The trouble comes when nothing works - Woodmam

Estimates are that one out of every five babies has repeated bouts of terrible fussiness—for no apparent reason. That adds up to almost one million sweet new babies born in the U.S. each year who suffer from hours of red-faced, eyes-clenched screaming.

This is why parents of unhappy babies are such heroes! A baby’s scream is an incredibly heart-wrenching sound. Bone-tired and bewildered moms and dads lovingly cuddle their frantic babies for hours, trying to calm them, yet the continued crying can corrode their confidence: “Is my baby in pain?” “Am I spoiling her?” “Does she feel abandoned?” “Am I a terrible mother?”

Confronted by this barrage, sometimes the most loving parent may find herself pushed into frustration and depression. A baby’s unrelenting shrieks can even drive desperate caregivers over the edge—into the tragedy of child abuse.

Exhausted parents are often told they must wait for their babies to “grow out of it.” Yet most of us feel that can’t be right. There must be some way to help our babies.

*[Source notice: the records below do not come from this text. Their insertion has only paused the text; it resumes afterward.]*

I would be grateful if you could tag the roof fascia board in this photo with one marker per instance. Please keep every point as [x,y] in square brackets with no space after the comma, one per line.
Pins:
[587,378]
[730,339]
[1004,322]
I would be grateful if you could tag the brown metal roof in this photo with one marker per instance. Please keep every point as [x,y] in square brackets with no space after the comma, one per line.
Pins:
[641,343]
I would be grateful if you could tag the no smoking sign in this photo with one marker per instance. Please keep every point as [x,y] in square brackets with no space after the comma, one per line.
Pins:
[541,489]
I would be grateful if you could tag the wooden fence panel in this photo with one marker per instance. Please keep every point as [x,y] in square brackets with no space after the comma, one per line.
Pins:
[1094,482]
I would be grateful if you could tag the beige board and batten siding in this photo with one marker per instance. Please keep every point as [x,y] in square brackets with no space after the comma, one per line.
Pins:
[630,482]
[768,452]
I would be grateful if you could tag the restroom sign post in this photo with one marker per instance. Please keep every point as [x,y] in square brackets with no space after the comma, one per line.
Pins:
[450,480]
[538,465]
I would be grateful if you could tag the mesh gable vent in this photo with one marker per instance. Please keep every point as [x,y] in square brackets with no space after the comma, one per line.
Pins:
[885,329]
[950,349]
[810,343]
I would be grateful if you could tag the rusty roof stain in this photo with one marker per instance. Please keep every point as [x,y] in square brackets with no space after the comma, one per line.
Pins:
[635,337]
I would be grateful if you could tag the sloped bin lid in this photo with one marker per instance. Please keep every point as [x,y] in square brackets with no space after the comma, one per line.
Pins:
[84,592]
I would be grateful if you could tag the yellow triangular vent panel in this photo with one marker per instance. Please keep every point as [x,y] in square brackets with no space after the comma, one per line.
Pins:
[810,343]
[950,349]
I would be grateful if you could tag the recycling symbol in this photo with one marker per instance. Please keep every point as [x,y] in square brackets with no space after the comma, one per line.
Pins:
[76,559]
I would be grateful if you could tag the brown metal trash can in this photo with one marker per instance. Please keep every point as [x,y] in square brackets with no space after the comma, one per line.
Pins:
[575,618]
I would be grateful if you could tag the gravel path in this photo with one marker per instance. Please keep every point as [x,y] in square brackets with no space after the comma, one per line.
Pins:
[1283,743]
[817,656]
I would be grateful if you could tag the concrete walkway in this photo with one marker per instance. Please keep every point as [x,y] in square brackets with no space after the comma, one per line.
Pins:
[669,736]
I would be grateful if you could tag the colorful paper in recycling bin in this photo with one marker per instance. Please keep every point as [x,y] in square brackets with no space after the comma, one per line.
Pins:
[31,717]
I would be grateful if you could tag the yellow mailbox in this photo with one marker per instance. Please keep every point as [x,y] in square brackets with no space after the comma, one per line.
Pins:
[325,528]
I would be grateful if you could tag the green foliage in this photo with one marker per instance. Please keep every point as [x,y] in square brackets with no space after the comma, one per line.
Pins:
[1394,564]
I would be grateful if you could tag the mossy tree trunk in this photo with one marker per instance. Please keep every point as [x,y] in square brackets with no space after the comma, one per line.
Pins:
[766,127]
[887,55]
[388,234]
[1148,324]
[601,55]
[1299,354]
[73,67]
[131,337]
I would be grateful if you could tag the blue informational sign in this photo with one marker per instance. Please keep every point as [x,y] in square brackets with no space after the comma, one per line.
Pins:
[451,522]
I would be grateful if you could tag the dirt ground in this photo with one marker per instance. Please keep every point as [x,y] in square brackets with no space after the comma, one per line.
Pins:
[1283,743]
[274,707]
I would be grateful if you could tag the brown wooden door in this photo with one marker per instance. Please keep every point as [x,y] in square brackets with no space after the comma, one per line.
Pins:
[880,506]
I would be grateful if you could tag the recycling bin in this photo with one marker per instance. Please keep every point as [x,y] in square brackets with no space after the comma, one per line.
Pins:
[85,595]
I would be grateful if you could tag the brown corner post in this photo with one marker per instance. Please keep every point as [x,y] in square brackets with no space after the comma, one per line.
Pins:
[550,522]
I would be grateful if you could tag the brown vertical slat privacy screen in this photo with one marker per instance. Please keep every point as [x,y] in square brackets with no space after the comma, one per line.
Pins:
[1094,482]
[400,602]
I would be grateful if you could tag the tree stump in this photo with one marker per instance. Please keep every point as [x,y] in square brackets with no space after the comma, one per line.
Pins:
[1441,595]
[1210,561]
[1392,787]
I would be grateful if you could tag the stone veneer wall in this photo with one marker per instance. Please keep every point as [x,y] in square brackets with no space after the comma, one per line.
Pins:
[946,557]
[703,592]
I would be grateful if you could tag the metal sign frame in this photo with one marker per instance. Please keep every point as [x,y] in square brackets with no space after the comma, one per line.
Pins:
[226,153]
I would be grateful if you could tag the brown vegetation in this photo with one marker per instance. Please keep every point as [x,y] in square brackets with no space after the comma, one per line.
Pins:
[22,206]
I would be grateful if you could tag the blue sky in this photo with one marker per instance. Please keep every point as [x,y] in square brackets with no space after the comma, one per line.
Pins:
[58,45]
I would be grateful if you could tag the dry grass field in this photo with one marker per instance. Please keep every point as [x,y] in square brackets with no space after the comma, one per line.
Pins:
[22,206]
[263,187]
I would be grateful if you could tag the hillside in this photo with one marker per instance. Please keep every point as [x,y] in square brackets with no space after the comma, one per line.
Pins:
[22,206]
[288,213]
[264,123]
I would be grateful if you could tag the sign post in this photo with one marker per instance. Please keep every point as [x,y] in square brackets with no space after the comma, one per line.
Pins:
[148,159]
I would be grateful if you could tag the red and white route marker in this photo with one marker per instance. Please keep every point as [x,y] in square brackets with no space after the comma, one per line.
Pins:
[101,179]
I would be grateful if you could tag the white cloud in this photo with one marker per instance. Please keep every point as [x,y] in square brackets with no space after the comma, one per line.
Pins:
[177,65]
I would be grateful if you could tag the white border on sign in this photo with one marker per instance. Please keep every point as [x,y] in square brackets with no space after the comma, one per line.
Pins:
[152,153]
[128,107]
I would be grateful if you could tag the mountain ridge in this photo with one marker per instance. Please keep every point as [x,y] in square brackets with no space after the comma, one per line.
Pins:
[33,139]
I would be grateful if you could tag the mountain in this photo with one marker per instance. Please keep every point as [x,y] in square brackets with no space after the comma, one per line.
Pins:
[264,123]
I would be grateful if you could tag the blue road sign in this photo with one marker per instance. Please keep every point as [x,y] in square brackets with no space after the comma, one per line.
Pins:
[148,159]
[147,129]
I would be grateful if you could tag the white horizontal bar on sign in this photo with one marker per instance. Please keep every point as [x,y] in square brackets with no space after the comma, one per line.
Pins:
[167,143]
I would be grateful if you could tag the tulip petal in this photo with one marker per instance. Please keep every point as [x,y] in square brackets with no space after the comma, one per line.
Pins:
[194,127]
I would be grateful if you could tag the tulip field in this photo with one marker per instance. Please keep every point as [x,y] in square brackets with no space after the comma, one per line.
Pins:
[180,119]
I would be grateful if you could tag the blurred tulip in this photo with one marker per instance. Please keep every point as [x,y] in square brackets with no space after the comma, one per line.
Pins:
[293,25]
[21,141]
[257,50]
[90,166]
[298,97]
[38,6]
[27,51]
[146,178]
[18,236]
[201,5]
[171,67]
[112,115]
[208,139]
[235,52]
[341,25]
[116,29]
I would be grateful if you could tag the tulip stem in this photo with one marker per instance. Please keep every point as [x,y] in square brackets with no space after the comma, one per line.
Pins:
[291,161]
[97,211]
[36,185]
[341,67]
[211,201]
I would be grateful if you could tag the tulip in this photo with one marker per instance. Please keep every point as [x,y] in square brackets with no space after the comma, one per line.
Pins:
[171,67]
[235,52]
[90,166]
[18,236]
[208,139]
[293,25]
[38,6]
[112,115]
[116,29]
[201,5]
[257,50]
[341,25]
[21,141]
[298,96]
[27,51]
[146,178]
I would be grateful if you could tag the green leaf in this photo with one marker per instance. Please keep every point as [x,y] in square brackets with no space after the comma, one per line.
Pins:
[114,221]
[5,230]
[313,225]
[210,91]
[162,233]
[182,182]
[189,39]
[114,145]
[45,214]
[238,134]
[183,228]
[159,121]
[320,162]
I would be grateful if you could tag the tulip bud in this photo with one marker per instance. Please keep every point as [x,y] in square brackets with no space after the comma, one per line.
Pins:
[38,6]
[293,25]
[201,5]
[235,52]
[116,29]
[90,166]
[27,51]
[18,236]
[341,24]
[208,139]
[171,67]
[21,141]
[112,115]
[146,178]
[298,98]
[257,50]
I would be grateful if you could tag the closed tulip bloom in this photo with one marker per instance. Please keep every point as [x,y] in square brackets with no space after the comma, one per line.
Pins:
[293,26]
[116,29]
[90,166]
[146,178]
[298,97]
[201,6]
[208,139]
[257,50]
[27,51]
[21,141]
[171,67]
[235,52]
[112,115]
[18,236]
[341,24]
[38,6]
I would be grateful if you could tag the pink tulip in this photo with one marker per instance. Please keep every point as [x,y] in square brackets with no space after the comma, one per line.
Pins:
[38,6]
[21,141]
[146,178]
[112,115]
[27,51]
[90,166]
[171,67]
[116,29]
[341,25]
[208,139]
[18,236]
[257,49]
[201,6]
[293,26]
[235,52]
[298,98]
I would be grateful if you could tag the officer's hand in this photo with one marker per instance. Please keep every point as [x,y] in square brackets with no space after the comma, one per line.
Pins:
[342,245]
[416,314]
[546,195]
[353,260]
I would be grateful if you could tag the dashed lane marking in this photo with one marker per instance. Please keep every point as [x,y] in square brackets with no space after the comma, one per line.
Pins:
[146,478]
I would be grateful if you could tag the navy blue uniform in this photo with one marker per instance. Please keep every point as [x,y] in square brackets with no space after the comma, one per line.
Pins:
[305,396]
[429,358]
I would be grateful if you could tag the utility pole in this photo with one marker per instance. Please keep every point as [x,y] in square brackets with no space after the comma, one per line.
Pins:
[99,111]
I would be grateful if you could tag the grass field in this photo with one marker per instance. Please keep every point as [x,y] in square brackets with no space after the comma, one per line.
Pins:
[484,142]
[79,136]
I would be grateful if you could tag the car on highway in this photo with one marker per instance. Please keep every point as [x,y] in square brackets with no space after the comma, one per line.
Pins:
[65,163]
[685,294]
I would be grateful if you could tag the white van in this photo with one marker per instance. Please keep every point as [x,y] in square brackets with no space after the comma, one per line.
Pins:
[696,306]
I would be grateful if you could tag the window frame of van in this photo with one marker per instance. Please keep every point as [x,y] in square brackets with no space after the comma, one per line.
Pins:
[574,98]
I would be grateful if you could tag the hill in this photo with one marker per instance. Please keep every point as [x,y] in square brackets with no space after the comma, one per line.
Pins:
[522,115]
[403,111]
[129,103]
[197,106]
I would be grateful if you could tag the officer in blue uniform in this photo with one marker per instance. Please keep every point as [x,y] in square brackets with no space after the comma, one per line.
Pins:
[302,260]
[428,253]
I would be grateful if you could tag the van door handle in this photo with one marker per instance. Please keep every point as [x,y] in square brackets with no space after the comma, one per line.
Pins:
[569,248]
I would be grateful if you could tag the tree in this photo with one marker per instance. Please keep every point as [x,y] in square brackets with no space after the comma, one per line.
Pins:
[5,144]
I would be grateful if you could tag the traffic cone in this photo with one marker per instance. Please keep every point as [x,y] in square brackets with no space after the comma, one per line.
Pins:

I’m going to show you how.

Help Wanted: Who Do New Parents Turn to

When Their Baby Cries a Lot?

Although a network of clinics and specialists exists to help mothers solve their infant’s feeding problems, there is little support for the parents of screaming babies. That’s unfortunate because while the urge to quiet a baby is instinctual, the ability to do it is a skill that must be learned.

Today’s parents have less experience caring for babies than any previous generation. (Amazingly, our culture requires more training to get a driver’s license than to have a baby.)

That’s not to say that inexperienced moms and dads are abandoned. On the contrary, they’re bombarded with suggestions. In my experience, America’s favorite pastime is not baseball but giving unasked-for advice to new parents. “It’s boredom.” “It’s the heat.” “Put a hat on him.” Or “It’s gas.”

It can be so confusing! Who should you believe?

In frustration and concern, parents often turn to their doctor for help. Studies show that one in six couples visit a doctor because of their baby’s persistent crying. When these babies are examined and found to be healthy, most doctors have little to offer but sympathy. “I know it’s hard, but be patient; it won’t last forever.” Advice like this often sends worried parents to look for help in baby books.

Parents of colicky babies spend hours scanning books for “the answer” to their infant’s distress. Yet, often the advice can be equally confusing: “Hold your baby—but be careful not to spoil him.” “Love your baby—but let him cry himself to sleep.”

Even these experts confess that for really fussy babies, they have nothing to offer:

Very often, you may not even be able to quiet the screaming.

What to Expect the First Year, Eisenberg, Murkoff, and Hathaway

The whole episode goes on at least an hour and perhaps for three or four hours.

Your Baby and Child, Penelope Leach
It’s completely all right to set the baby in the bassinet while trying to drown out the noise with the running water of a hot shower.

The Girlfriend’s Guide to Surviving the First Year

of Motherhood, Vicki Iovine

But a hot shower is cold comfort for the parents of a screaming baby.

Many exhausted parents I meet have been persuaded, against their better judgment, that they can only stand by and endure their baby’s screaming. But I tell them otherwise. Unhappy babies can be calmed—in minutes!